Customer, do you have a Starbucks Card? I'll credit the difference.
The amount credited to Starbucks Cards from leftover balances after purchasing items with Starbucks e-gift cards has approached 50 billion won. Some argue that, as with amount-type gift certificates, when 60% or more of the face value is used, the remaining balance should be returned in cash. Starbucks says that although e-gift cards were originally for specific items only, it has compensated customers as much as possible.
According to data submitted by the Fair Trade Commission to the office of National Policy Committee member Lee Jeong-mun of the Democratic Party of Korea on the 10th, the amount Starbucks returned to customers by crediting the difference from digital gift cards to card balances (Starbucks points) from December 2023 to August this year totaled 48.477 billion won. The amount of credits has been increasing every year. The credited amount in Aug. was 2.856 billion won, up 24.2% from the same month a year earlier.
Until December 2023, Starbucks blocked the purchase of items priced lower than the voucher value. For example, if a customer tried to buy a 4,700-won iced Americano with a 6,500-won Frappuccino mobile coupon, the customer had to purchase additional items totaling at least the 1,800-won difference. If the selected item cost more than the difference, additional payment was required.
Amid criticism that the digital voucher system forces customers to spend more, Starbucks adopted a policy two years ago to credit the difference to the customer's card when 60% or more of the voucher amount is used. For customers without a Starbucks Card, it issues an anonymous Starbucks Card and returns the difference on it.
It is not illegal for Starbucks to credit the difference from digital gift certificates to its own card like this. That is because there is no relevant regulation. New-type gift certificates such as mobile vouchers are governed by the Fair Trade Commission's Standard Terms and Conditions for New-type Gift Certificates. The standard terms classify new-type gift certificates into item-type (service-providing type) and amount-type. An Americano coffee coupon is an item-type, while a 30,000-won Starbucks certificate is an amount-type. The standard terms set different refund procedures depending on the type of new-type gift certificate.

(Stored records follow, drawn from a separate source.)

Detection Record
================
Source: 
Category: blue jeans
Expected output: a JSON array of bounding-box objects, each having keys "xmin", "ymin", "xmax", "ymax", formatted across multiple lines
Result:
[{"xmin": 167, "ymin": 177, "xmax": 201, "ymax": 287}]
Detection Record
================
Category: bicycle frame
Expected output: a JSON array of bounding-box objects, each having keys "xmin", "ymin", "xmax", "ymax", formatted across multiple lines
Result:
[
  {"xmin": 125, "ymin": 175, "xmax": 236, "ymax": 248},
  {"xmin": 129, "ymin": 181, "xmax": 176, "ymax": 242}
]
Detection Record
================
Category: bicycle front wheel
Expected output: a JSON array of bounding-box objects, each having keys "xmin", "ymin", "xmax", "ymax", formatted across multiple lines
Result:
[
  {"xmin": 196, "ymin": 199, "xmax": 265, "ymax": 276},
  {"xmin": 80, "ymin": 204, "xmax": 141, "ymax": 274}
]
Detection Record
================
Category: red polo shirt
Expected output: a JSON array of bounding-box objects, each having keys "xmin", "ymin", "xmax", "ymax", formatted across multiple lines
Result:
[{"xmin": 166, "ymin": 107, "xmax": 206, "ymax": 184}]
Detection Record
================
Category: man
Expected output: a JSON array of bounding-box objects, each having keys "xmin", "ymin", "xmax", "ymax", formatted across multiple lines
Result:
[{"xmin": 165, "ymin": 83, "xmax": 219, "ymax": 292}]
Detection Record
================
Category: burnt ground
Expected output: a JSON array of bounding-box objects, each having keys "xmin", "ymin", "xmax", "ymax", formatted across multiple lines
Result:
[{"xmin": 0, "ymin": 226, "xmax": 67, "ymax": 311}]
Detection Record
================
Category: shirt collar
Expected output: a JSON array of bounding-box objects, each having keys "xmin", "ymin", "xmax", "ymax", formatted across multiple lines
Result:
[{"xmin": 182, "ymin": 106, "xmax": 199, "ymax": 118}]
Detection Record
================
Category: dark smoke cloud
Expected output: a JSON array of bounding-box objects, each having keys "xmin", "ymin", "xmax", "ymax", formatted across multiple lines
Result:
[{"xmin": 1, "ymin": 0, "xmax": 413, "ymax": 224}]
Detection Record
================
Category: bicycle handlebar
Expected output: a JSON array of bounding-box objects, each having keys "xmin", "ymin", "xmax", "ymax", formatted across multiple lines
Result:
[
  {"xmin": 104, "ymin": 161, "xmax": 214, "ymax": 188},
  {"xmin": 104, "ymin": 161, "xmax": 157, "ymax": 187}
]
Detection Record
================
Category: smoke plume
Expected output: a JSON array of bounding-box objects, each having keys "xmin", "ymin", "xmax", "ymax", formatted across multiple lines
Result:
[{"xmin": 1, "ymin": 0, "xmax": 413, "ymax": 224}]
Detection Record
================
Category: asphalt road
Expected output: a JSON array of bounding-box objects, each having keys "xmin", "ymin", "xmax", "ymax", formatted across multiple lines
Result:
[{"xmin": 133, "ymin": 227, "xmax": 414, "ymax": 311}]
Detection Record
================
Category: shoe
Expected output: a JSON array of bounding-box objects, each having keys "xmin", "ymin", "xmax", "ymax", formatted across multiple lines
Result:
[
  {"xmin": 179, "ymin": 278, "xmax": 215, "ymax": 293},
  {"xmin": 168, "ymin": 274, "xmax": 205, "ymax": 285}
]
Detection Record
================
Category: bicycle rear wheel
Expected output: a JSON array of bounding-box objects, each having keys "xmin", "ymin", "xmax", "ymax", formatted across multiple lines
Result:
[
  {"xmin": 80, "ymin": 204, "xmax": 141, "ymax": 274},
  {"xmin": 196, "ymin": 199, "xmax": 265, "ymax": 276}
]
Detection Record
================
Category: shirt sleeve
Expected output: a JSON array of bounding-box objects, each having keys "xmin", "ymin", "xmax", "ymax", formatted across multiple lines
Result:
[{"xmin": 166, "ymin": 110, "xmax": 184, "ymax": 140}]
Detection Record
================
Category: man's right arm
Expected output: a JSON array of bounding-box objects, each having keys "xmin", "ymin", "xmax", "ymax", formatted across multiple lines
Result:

Under the standard terms, if a customer uses 60% or more of an amount-type certificate and requests the remaining balance to be returned, corporations must comply. But there is no such rule for item-type certificates. Cases where corporations must return an item-type voucher are when force majeure or defects in the certificate itself make it impossible to provide the item, or when the company reduces the places where the digital coupon can be used. Under the standard terms, Starbucks is not required to return the difference from item-type vouchers as card credit.
The standard terms treat item-type gift vouchers as a claim to a specific item. While consumers perceive a 4,700-won Americano coupon as a 4,700-won gift certificate, the terms view it as an obligation on corporations to provide an Americano. Therefore, unlike amount-type certificates, there is no rule requiring the return of the difference when a certain percentage of the voucher's value is used.
The Fair Trade Commission said, "If item-type certificates are treated the same as amount-type gift vouchers, smaller businesses may be unable to handle refund requests," adding, "If the refund method for item-type certificates is standardized to match amount-type certificates, unforeseen problems may arise during standardization." Unlike Starbucks, where all stores are directly managed, most franchises mix company-owned stores and franchise stores, and the measure takes that into account.
Starbucks also said, "In principle, item-type vouchers can only be exchanged for specific products, so cash refunds are not possible, but to improve consumer convenience, since December 2023 Starbucks has also been crediting item-type balances to Starbucks Cards," adding, "After the balance is credited to a Starbucks Card, if 60% or more of the remaining balance is used, we return cash at the customer's request."
On this, Rep. Lee Jeong-mun said, "It is unfair that consumers cannot freely exercise their rights to the remaining balance after using a digital gift voucher received as a gift," adding, "The terms and conditions need to be updated so consumers are not inconvenienced."